The Trajectory of Joy in old age
We do not like the idea of growing old but we like thinking about the alternative even less. We can only hope that we may have as pleasant a time as possible while age happens to us. How likely is this?
Looking at numbers seems unlikely to cheer us up but is surprisingly reassuring. The beyond-blue end of the spectrum of sadness is severe depression needing clinical treatment. This is associated with changes in brain biochemistry that are not necessarily related to bad things that happen to us1 and is diagnosed by psychiatric interviews or by answers to Depression questionnaires (e.g 2,3 ).An early survey4 and more recent reviews5 find no evidence that severe depression becomes more common in old age But, because age increases the odds of unpleasant events we must ask if the picture changes if we include lesser miseries.
It does not seem so. A national survey in wonderful lucky Australia concluded that depression and anxiety steadily decline through middle and old age. A later analysis of these data questions this conclusion6 but other large surveys do not. A U shaped contentment function, with an initial high in youth followed by a decline in middle age recovering to a second peak in old age was found for 250,000 people N America and West Europe7.Some analysts suggest that the happiness curve may be S shaped: a high in early life, a trough in middle age and then improvement until a small drop in the 70’s and beyond.6 Though the older we get the more likely we are to meet hard times, this is good news. The glum middle-aged must just buck up, pull themselves together and walk more often on the sunny side of the street.
As usual in science the more we think about the data the more questions we find to ask and the less certain we become. A problem with questionnaire answers is that what happens to people is one thing and how they cope with it is quite another. For example older people may be hardened against despairs by lifetimes of dealing with problems that now disturb them much less than when they first experienced them when they were younger.
I haven’t found much research on how effectively people can cope with difficulties at different ages, so I can only fall back on my first impressions of unpublished data. My colleagues and I gave an unusually healthy, robust and cheerful group of 1965 people in Newcastle and Manchester, then aged from 50 to 89, a check-list of 50 different kinds of stressful life events, ranging from bereavement and divorce to small everyday hassles. They reported how often they had encountered each during the past year and how much it had upset them. Numbers of reported stressful events fell with age. So, also, did the average intensity of the stress that identical events caused. To make this comparison properly it is unwise include peoples’ ratings of their responses to their most and least significant disasters because these will be undifferentiated at the upper and lower limits of the scale. When we separately counted only moderate hassles we got the same result.
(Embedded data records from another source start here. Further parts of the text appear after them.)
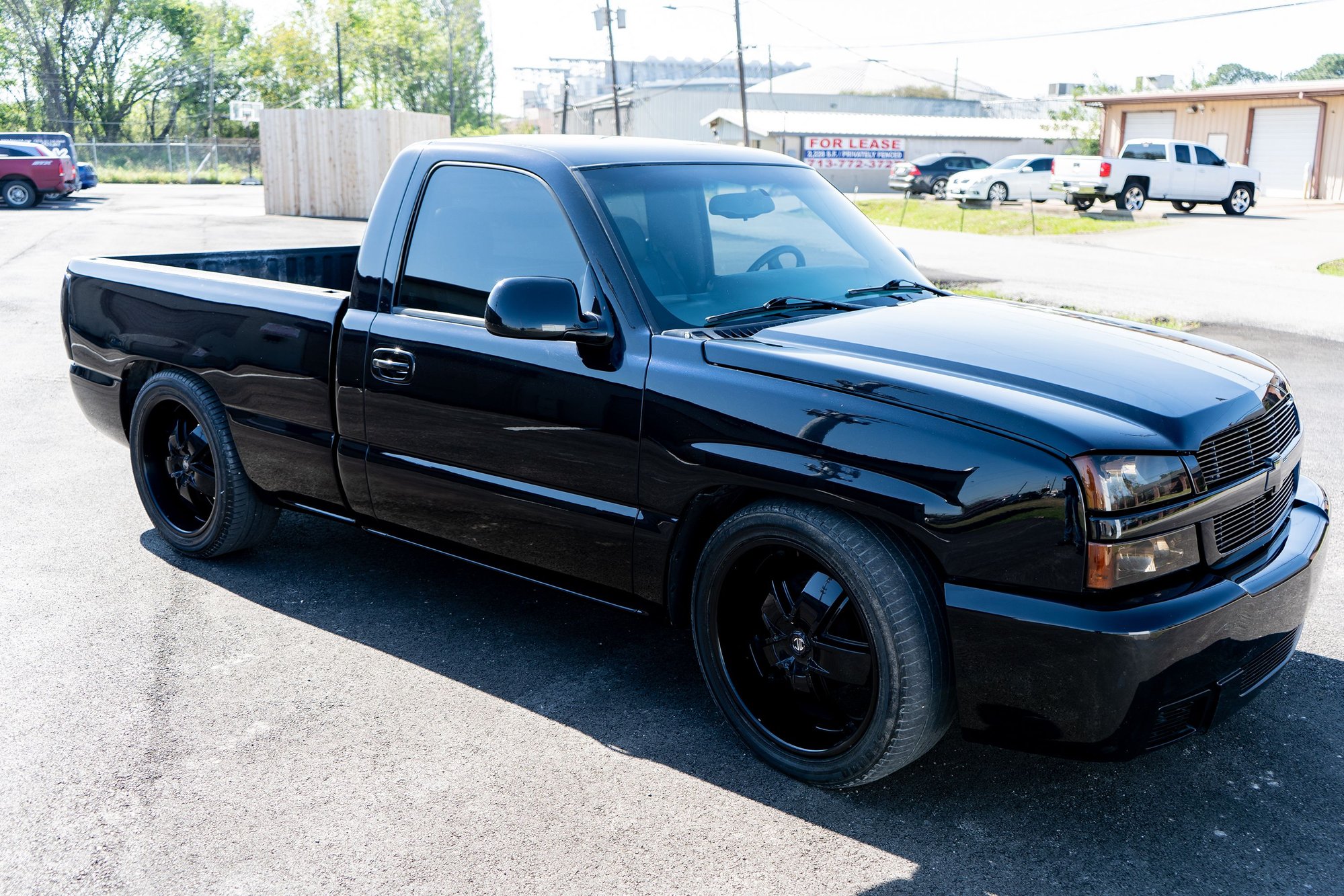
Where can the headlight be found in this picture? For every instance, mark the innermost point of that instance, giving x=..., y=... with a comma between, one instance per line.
x=1124, y=481
x=1111, y=566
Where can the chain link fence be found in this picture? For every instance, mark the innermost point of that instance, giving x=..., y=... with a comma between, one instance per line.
x=173, y=161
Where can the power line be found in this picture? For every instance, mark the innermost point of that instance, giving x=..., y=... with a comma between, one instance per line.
x=1046, y=34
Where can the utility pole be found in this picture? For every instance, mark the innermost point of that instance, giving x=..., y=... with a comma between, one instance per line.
x=742, y=74
x=452, y=81
x=565, y=108
x=340, y=74
x=610, y=44
x=214, y=141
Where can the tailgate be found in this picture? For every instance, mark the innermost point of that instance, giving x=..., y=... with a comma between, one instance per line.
x=1078, y=167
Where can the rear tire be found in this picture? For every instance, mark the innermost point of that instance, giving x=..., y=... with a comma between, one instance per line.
x=19, y=194
x=188, y=473
x=1240, y=200
x=823, y=641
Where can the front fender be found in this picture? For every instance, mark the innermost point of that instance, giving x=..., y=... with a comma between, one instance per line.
x=983, y=507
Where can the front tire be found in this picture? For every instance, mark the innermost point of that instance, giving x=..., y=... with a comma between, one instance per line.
x=1238, y=202
x=1132, y=199
x=188, y=473
x=20, y=194
x=823, y=641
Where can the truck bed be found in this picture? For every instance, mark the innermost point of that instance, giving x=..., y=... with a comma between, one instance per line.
x=258, y=327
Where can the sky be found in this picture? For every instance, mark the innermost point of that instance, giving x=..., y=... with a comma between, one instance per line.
x=528, y=32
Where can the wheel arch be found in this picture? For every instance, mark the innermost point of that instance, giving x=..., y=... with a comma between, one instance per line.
x=710, y=508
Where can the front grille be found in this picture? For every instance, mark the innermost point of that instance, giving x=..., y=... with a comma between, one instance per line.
x=1237, y=452
x=1263, y=667
x=1178, y=719
x=1249, y=522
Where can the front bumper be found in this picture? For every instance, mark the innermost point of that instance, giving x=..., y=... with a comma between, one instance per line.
x=1097, y=683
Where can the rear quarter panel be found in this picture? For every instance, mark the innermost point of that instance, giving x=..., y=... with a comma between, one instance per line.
x=265, y=348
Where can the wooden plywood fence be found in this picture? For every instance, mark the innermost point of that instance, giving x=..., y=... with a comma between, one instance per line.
x=329, y=163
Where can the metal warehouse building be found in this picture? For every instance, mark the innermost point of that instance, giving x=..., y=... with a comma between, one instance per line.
x=1292, y=132
x=792, y=130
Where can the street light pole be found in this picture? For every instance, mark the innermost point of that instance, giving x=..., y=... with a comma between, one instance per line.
x=610, y=43
x=742, y=75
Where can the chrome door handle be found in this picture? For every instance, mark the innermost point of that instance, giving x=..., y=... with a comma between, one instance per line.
x=393, y=364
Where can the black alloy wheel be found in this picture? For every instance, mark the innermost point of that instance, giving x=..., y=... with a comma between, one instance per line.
x=187, y=471
x=796, y=651
x=823, y=640
x=179, y=468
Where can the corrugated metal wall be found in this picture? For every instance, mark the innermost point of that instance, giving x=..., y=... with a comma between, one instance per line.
x=1232, y=118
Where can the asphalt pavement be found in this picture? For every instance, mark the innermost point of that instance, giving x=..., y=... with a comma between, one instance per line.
x=339, y=714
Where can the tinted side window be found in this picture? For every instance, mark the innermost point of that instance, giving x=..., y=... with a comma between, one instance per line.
x=477, y=226
x=1150, y=152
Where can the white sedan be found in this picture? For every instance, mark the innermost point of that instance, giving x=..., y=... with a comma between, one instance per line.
x=1014, y=177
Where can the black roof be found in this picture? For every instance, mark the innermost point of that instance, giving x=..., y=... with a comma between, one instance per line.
x=580, y=151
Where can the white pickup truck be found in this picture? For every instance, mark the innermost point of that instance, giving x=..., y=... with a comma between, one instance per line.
x=1179, y=171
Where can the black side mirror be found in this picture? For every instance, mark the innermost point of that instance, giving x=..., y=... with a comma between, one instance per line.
x=543, y=308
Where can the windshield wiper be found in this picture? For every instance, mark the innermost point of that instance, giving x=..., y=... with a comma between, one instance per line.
x=780, y=302
x=893, y=285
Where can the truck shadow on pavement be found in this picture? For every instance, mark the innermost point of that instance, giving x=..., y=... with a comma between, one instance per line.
x=1253, y=807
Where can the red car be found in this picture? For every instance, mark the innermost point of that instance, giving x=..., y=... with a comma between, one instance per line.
x=28, y=171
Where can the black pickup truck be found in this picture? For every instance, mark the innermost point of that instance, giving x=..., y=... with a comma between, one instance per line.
x=694, y=379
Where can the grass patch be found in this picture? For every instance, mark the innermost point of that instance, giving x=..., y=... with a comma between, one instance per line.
x=1156, y=320
x=999, y=222
x=125, y=175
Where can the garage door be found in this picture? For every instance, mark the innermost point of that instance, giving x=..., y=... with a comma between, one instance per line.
x=1151, y=125
x=1283, y=145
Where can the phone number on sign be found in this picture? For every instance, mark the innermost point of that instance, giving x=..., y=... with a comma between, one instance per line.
x=848, y=163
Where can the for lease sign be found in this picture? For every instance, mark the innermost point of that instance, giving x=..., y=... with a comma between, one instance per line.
x=853, y=152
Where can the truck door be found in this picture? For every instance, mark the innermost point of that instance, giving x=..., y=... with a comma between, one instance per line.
x=1183, y=173
x=1213, y=179
x=512, y=448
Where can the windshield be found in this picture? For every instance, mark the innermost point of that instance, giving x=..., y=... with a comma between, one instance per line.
x=709, y=239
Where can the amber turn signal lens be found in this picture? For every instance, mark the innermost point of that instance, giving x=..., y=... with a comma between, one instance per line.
x=1111, y=566
x=1125, y=481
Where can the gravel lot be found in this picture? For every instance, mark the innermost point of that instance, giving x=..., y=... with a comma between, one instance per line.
x=335, y=712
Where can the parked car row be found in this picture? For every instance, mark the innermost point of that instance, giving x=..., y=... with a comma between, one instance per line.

The older volunteers seemed to experience fewer stressful events and also to be less upset by those that they did experience. Again excellent news but, given folk wisdom about our Grey Years, also surprising. How can this be?
A snag is that all of the comparisons that we have discussed are cross-sectional, comparing groups of people of different ages. There is excellent demographic evidence that socio-economic disadvantage not only makes us unhappy but shortens our lives. There is also good evidence that depression increases the odds of earlier death for people suffering from cancers8. People with cardiovascular disease are also more likely to be depressed9 and, if they are this increases risk of poor clinical outcomes10 heart attacks11, and earlier death12. Socio-economic disadvantage not only makes us unhappy for obvious reasons. It also increases risk of pathologies that kill us young.13 The oldest of us are lucky survivors who have, most likely, been atypically healthy, prosperous and cheerful throughout our lives. Those whose youth and middle age are overcast by poor health, misfortune and sadness can no longer answer questionnaires.
So we older-oldies can be glad that we have survived and also that we have survived because we have been, and still are, happier than most. A malign spiral to early deletion is driven by deprivation, illness and sadness but a benevolent reverse spiral is also possible. Obstinate cheerfulness makes illness and deprivation easier to bear, reduces the damage they cause and postpones death. I should be very grateful for evidence (large controlled trials please) that this encouraging and plausible story is true. Even if things do not quite work this way or are, as usual, much more complicated than they first seem, it seems far better to be resolutely and perversely happy until further access to joy becomes irrelevant.
There are surely scores of self-improvement and survival schemes for the elderly, some quite expensive, most richly glistening with snake oil, all promising to instruct people of my age how best to live our lives. Perhaps reading some of these might help my shuffle along precarious paths of geriatric joy. I do not think that I shall bother with them because I doubt that they would do more good than the wisdom distilled from the appalling events that we shall spend 2014 remembering: “Just pack up your troubles in your old kit bag and Smile, Smile, Smile”.